Генерал Богарне погибнет вовсе не из-за того, что позволил взять Майнц. Головы в те дни падают, как черепицы в ветреный день. В начале термидора, то есть в конце июля 17 94, террор достигает апогея. Для быстрейшего опорожнения переполненных арестных домов фабрика Фукье разработала новый метод производства — тюремные заговоры. На одном из окон Сен-Лазара подпилили прут в доказательство того, что заключенные пытались бежать, но не затем, конечно, чтобы поскорее скрыться, а чтобы «умертвить членов Комитета»! Сверх того, арестантов обвинили в том, что они искали общества дворян, вместе с которыми содержались под стражей. И вот уже их обвиняют в том, что они жили вместе с врагами Республики. 2 2 июля пристав трибунала является к кармелитам, чтобы допросить сорок девять местных обитателей перед отправкой их в Консьержери. Александр входит в их число. Он бросается к Дельфине и отдает ей арабский перстень, который носит на пальце, а Розе, опасаясь ее слез, всего лишь пишет: «Судя по всем признакам, сопровождавшим своего рода допрос, которому подвергли сегодня довольно большое число арестантов, я стал жертвой злодейской клеветы нескольких аристократов, патриотов, так сказать, этого учреждения. Безапелляционность этой адской комбинации, которая будет сопровождать меня до самого революционного трибунала, не оставляет мне никакой надежды увидеть тебя, мой друг, и обнять моих дорогих детей. Не стану говорить тебе о своей печали; моя нежная любовь к ним, братская привязанность, соединяющая меня с тобой, не дают тебе никаких оснований сомневаться в чувстве, которое я сохраню до последнего вздоха».
Допросы продолжаются, и Александр пользуется этим, чтобы набросать следующие строки, адресованные будущей Жозефине… и потомству: «Я сожалею также, что расстаюсь с отечеством, которое люблю и за которое тысячу раз охотно отдал бы жизнь. Я умру со спокойствием, позволяющим воскорбеть о самых дорогих своих привязанностях, и с мужеством, характеризующим свободного человека, чистую совесть и честную душу, самое пламенное желание которой — процветание Республики. Прощай, мой друг. Найди утешение в наших детях и сама утешь их, просветив их и, главное, внушив им, что добродетель и гражданственность сотрут воспоминание о моей казни и напомнят о моих заслугах и правах на признательность нации. Прощай. Ты знаешь, кто мной любим; будь же им утешением и продли своими заботами мою жизнь в их сердцах. Прощай, Я в последний раз в жизни прижимаю к сердцу тебя и моих дорогих детей».

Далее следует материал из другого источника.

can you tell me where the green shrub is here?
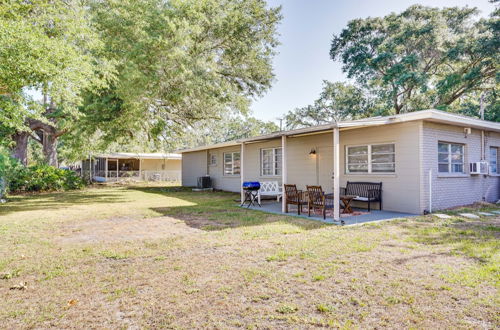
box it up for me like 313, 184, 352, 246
0, 147, 20, 198
8, 164, 85, 193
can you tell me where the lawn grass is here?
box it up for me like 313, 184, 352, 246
0, 183, 498, 328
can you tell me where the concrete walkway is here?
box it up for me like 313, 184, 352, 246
241, 201, 417, 226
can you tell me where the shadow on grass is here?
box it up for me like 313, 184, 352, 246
127, 186, 328, 231
0, 189, 128, 216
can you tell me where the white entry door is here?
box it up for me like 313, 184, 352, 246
317, 146, 333, 193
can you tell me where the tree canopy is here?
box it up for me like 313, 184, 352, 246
0, 0, 115, 165
330, 5, 498, 115
285, 4, 499, 129
81, 0, 281, 150
284, 81, 375, 129
1, 0, 282, 166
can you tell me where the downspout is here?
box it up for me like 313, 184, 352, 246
480, 93, 486, 201
428, 169, 432, 213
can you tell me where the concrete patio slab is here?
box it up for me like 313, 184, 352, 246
477, 212, 495, 216
241, 201, 417, 226
459, 213, 480, 219
433, 213, 452, 219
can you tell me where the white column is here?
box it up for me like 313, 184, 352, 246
240, 143, 245, 202
333, 126, 340, 221
281, 135, 287, 212
138, 157, 142, 180
116, 159, 119, 180
105, 158, 108, 181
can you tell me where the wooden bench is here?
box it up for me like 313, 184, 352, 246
341, 181, 382, 211
258, 181, 283, 204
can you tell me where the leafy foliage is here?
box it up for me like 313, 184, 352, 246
284, 81, 377, 129
78, 0, 282, 151
330, 5, 498, 115
179, 115, 280, 148
0, 146, 19, 198
0, 0, 115, 130
8, 165, 85, 193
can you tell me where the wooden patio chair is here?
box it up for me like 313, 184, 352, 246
306, 185, 333, 220
284, 184, 307, 215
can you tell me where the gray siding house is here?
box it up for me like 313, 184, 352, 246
179, 110, 500, 219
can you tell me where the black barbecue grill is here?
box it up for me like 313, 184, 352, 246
241, 181, 261, 208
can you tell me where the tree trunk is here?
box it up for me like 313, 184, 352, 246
42, 132, 58, 167
11, 132, 29, 166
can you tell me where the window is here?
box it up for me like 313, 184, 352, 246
346, 143, 395, 173
438, 142, 464, 173
261, 148, 282, 176
223, 152, 240, 175
490, 147, 498, 174
209, 153, 217, 166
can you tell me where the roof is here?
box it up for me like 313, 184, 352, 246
178, 109, 500, 153
95, 152, 181, 160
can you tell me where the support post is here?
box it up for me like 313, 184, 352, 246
282, 135, 287, 213
333, 126, 340, 221
240, 143, 245, 203
116, 159, 119, 180
139, 157, 142, 180
89, 153, 92, 182
105, 158, 108, 182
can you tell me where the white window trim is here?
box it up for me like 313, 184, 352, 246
438, 142, 465, 174
260, 147, 282, 177
223, 152, 240, 176
208, 153, 217, 166
345, 143, 395, 174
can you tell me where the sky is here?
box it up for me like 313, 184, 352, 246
250, 0, 497, 123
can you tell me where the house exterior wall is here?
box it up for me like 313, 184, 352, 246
339, 121, 422, 214
182, 151, 208, 187
243, 139, 283, 185
141, 158, 181, 171
286, 133, 334, 193
182, 121, 422, 213
206, 145, 242, 192
420, 122, 500, 211
181, 120, 499, 214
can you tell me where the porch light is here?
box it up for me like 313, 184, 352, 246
309, 148, 316, 156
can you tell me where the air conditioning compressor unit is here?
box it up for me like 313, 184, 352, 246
469, 161, 488, 175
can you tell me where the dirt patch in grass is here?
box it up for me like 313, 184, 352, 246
56, 216, 203, 244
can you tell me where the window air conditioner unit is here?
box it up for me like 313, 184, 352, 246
469, 161, 488, 175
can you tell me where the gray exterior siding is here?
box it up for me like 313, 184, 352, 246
420, 122, 500, 212
181, 150, 207, 187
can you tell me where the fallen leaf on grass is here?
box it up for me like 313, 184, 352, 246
67, 299, 78, 307
10, 282, 27, 290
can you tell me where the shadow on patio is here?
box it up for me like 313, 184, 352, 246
243, 200, 417, 226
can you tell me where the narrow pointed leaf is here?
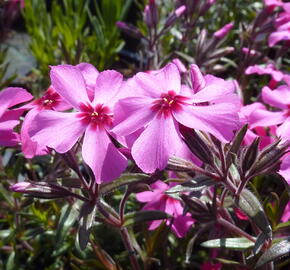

На следующий день, 5 термидора, то есть 23 июля, в обществе мелких торговцев, принцев Роган-Монбазона и Сальма, журналиста шевалье де Шансене и депутата маркиза де Гуи д'Арси Александр мужественно всходит на эшафот.
5 термидора!
Еще четыре дня, и он ускользнул бы от смерти. А Жозефина, разумеется, не стала бы императрицей.
Роза, простертая на койке, боится шевельнуться. Даже шутки весельчака Сантерра не могут вывести ее из оцепенения. Она думает не столько об Александре, сколько о себе. Тюрьма продолжает пустеть… Это отнюдь не успокаивает арестантку. Неужто ей придется последовать за мужем и в свой черед подняться по лестнице Сансона?[62] Она имеет все основания этого опасаться, и перед лицом смерти мужество покидает креолку. Она проводит дни, гадая себе на картах или плача на глазах у всех, к «великому осуждению своих сотоварищей», потому что дрожать при воспоминании о последней телеге с приговоренным считается дурным тоном. Слезы позволительны, только когда нет свидетелей.